Ironically, in that same press release the SBA List confirms its willingness to play fast and loose with the truth by claiming they were “prevented from [erecting the billboards] because of the Ohio law.” But the Supreme Court tells it like it is: “The advertising company that owned the billboard space refused to display that message […] after Driehaus’ counsel threatened legal action.”
That’s nothing, of course, compared to the falsity of the SBA List claim that set all this in motion. Just ask Democrats for Life in America, whose self-proclaimed “pro-life” stance is so crispy that they oppose even embryonic stem-cell research.
“As pro-life Democrats, under the leadership of Congressman Bart Stupak, we worked very hard to include clear and concise language that will not allow Federal funds to be used for abortion,” the group says. “[…] No tax subsides (i.e. federal tax dollars) can be used for that purpose; this prevents direct and indirect public funding of abortion.”
Of course, the mendaciousness of the SBA List is a given, considering that to have legal standing to pursue their case they had to admit that their intentions were to violate the Ohio statute—in other words, to disseminate false information during the course of the campaign—and that they intend to do so in the future.
“When challenging a law prior to its enforcement, a plaintiff satisfies the injury-in-fact requirement where he alleges ‘an intention to engage in a course of conduct arguably affected with a constitutional interest, but proscribed by a statute, and there exists a credible threat of prosecution thereunder,’” the Supreme Court noted. “[…] Petitioners have alleged ‘an intention to engage in a course of conduct arguably affected with a constitutional interest’ by pleading specific statements they intend to make in future election cycles.”

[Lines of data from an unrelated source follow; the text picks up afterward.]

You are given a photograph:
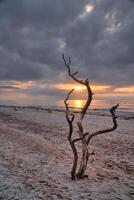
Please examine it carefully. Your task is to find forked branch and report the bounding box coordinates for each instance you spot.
[64,89,78,180]
[87,104,119,144]
[62,54,84,85]
[63,54,93,121]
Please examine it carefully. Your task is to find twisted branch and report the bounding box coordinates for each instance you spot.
[64,89,78,180]
[87,104,119,144]
[64,89,75,138]
[62,54,85,85]
[62,54,93,124]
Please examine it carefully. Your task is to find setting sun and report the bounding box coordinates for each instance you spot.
[74,85,84,91]
[54,83,111,92]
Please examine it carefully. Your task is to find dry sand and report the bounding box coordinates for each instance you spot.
[0,106,134,200]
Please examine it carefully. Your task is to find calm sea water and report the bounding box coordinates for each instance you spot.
[0,97,133,112]
[57,98,134,112]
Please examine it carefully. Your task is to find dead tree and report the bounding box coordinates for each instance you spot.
[63,54,119,180]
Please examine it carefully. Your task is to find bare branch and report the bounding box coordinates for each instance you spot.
[72,132,90,144]
[87,104,119,144]
[62,54,85,85]
[70,114,75,123]
[64,89,78,180]
[62,54,93,121]
[64,89,75,138]
[79,81,93,121]
[72,72,78,76]
[64,89,74,112]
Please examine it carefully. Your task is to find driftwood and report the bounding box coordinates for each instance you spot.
[63,54,119,180]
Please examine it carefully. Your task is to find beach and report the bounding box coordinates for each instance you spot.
[0,106,134,200]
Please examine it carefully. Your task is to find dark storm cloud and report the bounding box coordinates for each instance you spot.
[0,0,7,3]
[63,0,134,86]
[0,0,133,86]
[0,0,87,81]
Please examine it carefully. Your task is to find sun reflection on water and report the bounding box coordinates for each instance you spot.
[71,99,85,108]
[58,99,114,109]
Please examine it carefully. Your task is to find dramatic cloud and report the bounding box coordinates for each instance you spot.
[0,0,133,106]
[0,85,19,89]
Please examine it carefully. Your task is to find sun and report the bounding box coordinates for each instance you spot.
[74,85,83,91]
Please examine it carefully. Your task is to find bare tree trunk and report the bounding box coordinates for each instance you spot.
[63,54,119,180]
[77,146,89,178]
[76,80,93,178]
[74,121,88,178]
[68,138,78,180]
[64,89,79,180]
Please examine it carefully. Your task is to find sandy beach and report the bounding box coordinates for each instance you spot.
[0,106,134,200]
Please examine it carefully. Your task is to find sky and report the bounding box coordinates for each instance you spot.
[0,0,134,109]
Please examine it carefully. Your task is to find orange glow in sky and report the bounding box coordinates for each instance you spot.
[13,81,34,89]
[114,86,134,93]
[1,81,133,110]
[55,83,111,92]
[74,85,84,91]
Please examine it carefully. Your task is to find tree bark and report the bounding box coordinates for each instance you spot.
[68,137,78,180]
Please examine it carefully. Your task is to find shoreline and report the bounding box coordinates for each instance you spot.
[0,105,134,120]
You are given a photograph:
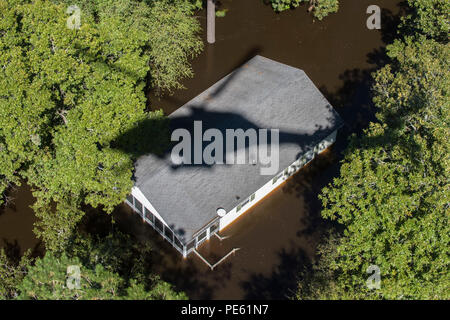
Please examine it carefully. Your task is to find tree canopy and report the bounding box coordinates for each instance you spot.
[1,230,187,300]
[400,0,449,43]
[10,232,187,300]
[0,0,202,251]
[297,0,449,299]
[0,248,31,299]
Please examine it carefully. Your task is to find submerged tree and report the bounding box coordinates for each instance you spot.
[0,0,202,251]
[269,0,339,20]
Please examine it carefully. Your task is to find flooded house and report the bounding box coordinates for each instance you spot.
[125,55,344,258]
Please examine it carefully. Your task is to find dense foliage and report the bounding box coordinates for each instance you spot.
[0,249,31,299]
[297,0,449,299]
[6,232,187,300]
[55,0,203,93]
[401,0,449,43]
[269,0,339,20]
[0,0,201,251]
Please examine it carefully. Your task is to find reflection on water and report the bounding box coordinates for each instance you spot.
[0,0,403,299]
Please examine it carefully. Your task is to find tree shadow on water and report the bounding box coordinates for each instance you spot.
[1,238,44,261]
[318,2,408,136]
[281,146,340,239]
[241,246,313,300]
[319,68,377,136]
[0,183,20,215]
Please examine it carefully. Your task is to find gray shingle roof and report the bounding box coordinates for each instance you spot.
[134,55,343,244]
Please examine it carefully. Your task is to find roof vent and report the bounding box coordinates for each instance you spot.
[216,207,226,217]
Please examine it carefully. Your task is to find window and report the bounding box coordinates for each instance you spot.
[144,207,154,223]
[272,172,283,185]
[318,142,324,152]
[174,236,183,250]
[134,198,143,214]
[126,194,133,205]
[164,226,174,242]
[299,156,306,167]
[197,230,207,244]
[154,217,163,232]
[237,193,256,212]
[288,165,296,175]
[237,199,248,212]
[209,223,218,234]
[186,239,195,253]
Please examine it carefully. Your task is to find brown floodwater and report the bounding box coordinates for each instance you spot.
[0,0,403,299]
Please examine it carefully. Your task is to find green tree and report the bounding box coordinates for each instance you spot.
[17,251,187,300]
[1,229,188,300]
[400,0,449,43]
[65,230,160,285]
[54,0,203,93]
[0,0,202,251]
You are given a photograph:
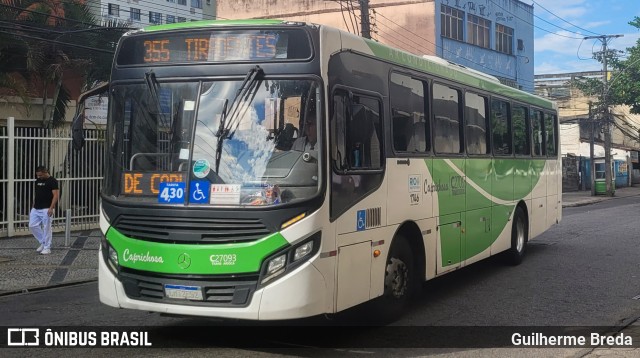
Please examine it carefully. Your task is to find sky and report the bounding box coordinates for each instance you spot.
[525,0,640,75]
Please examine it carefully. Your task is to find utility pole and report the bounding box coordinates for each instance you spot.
[359,0,371,39]
[584,34,623,196]
[589,102,595,196]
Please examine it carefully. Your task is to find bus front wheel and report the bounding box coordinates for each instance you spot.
[374,236,415,321]
[505,206,528,265]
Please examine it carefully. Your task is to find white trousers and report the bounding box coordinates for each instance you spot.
[29,208,52,250]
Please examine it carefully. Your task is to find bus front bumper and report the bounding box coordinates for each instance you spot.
[98,246,329,320]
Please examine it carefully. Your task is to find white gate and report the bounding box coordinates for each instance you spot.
[0,117,104,237]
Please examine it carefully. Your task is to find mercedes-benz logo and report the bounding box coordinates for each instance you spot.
[177,253,191,269]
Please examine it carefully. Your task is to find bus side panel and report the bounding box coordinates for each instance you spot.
[530,160,548,239]
[336,241,371,311]
[546,159,559,227]
[386,158,433,224]
[464,158,492,265]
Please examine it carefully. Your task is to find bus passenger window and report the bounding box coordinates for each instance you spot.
[465,92,489,155]
[390,73,428,153]
[433,83,462,154]
[531,110,545,157]
[545,113,557,157]
[512,106,530,155]
[491,99,512,155]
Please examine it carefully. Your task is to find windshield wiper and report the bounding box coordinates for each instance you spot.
[144,70,168,127]
[214,65,264,174]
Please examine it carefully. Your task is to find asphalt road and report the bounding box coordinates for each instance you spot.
[2,196,640,357]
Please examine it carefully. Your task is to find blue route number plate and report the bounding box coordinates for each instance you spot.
[164,284,203,300]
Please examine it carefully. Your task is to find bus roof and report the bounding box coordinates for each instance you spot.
[137,19,554,110]
[141,19,292,32]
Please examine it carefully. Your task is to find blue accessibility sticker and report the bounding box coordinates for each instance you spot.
[357,210,366,231]
[189,180,210,204]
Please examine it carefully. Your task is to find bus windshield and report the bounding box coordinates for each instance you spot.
[104,77,321,207]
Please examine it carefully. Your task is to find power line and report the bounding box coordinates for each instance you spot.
[530,0,601,36]
[0,29,115,54]
[487,0,583,40]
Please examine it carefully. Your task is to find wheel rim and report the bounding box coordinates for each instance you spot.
[385,257,408,298]
[516,217,525,253]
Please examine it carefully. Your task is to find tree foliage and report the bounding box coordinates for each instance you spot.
[0,0,130,127]
[572,17,640,114]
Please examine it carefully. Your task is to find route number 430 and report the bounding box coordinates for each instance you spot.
[158,182,186,203]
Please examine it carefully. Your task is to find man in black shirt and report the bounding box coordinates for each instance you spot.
[29,166,59,255]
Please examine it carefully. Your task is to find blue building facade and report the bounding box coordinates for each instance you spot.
[434,0,534,93]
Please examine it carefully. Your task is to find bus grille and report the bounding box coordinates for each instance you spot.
[119,270,259,307]
[113,215,271,243]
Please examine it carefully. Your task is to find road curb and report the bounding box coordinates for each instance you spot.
[0,278,97,297]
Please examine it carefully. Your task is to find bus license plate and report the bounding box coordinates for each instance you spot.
[164,284,203,300]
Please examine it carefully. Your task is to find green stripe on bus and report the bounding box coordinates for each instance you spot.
[106,227,288,274]
[427,158,547,265]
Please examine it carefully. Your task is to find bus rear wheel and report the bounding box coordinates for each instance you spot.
[505,206,528,265]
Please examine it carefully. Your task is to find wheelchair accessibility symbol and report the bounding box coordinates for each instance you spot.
[190,181,210,204]
[356,210,366,231]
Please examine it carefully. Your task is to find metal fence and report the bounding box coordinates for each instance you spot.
[1,117,104,237]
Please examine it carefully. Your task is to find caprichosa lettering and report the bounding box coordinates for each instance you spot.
[122,249,164,264]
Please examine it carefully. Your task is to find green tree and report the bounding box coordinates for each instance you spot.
[572,17,640,114]
[0,0,128,127]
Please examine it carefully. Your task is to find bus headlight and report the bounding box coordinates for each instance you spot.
[293,241,313,261]
[108,245,119,266]
[267,254,286,274]
[260,231,321,285]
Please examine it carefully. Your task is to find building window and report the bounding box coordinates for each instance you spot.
[178,0,186,5]
[177,17,187,22]
[130,8,141,21]
[166,0,175,2]
[108,4,119,17]
[441,5,463,41]
[166,15,175,24]
[467,14,490,48]
[191,0,202,9]
[496,24,514,54]
[149,11,162,24]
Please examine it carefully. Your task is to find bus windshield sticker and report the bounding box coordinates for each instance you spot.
[183,100,195,111]
[189,180,210,204]
[210,184,241,205]
[192,159,211,179]
[158,182,186,204]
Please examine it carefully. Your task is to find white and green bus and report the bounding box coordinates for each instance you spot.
[98,19,561,320]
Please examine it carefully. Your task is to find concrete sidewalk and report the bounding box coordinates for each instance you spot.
[562,185,640,207]
[1,186,639,294]
[0,229,101,296]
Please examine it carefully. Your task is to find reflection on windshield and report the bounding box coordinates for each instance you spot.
[106,79,321,207]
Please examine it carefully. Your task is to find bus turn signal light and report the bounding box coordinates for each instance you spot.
[373,249,381,258]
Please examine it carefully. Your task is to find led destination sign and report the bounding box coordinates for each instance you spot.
[117,29,312,65]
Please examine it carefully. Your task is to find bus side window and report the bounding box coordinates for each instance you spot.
[491,99,512,155]
[531,109,545,157]
[331,91,383,171]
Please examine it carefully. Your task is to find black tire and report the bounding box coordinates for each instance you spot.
[371,236,416,322]
[504,206,528,265]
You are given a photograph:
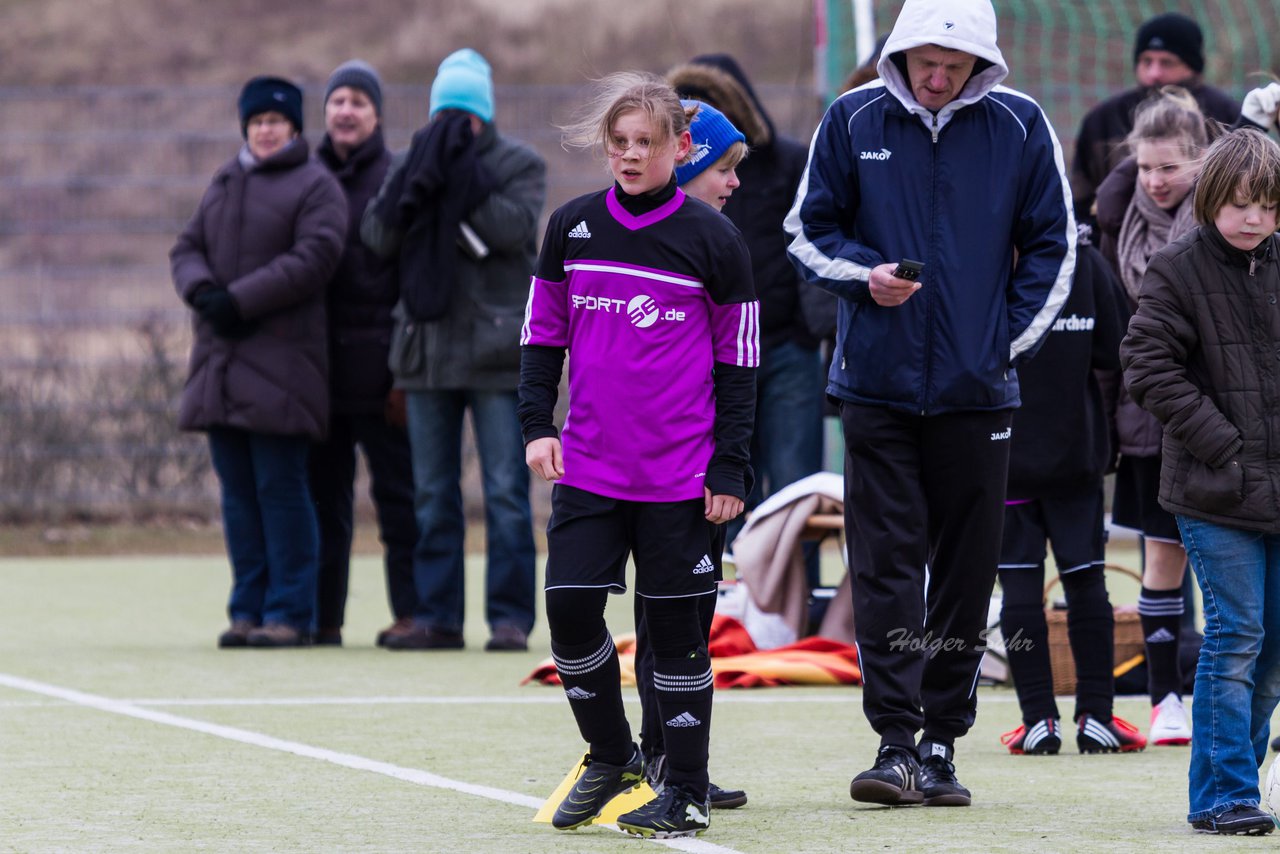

As if truth in politics wasn’t already hard enough to find.
It’s not like either of these issues are easy ones. Clearly there’s a lot of information floating around in cyberspace, and maybe some of it really should be consigned to oblivion. Meanwhile, it’s hard not to agree at least partially with SBA List President Marjorie Dannenfelser when she says, “The truth or falsity of political speech should be judged by voters, not government bureaucrats.”
But yelling “Fire!” in a crowded cinema when nothing is ablaze is an example of a lie the First Amendment does not protect. And if once upon a time I did so and someone wrote about it, should I really be able to prevent you from retrieving the story by way of a search engine?
In a world where truth is a paramount virtue, resolving these issues would be relatively simple. Alas, we do not live in such a world.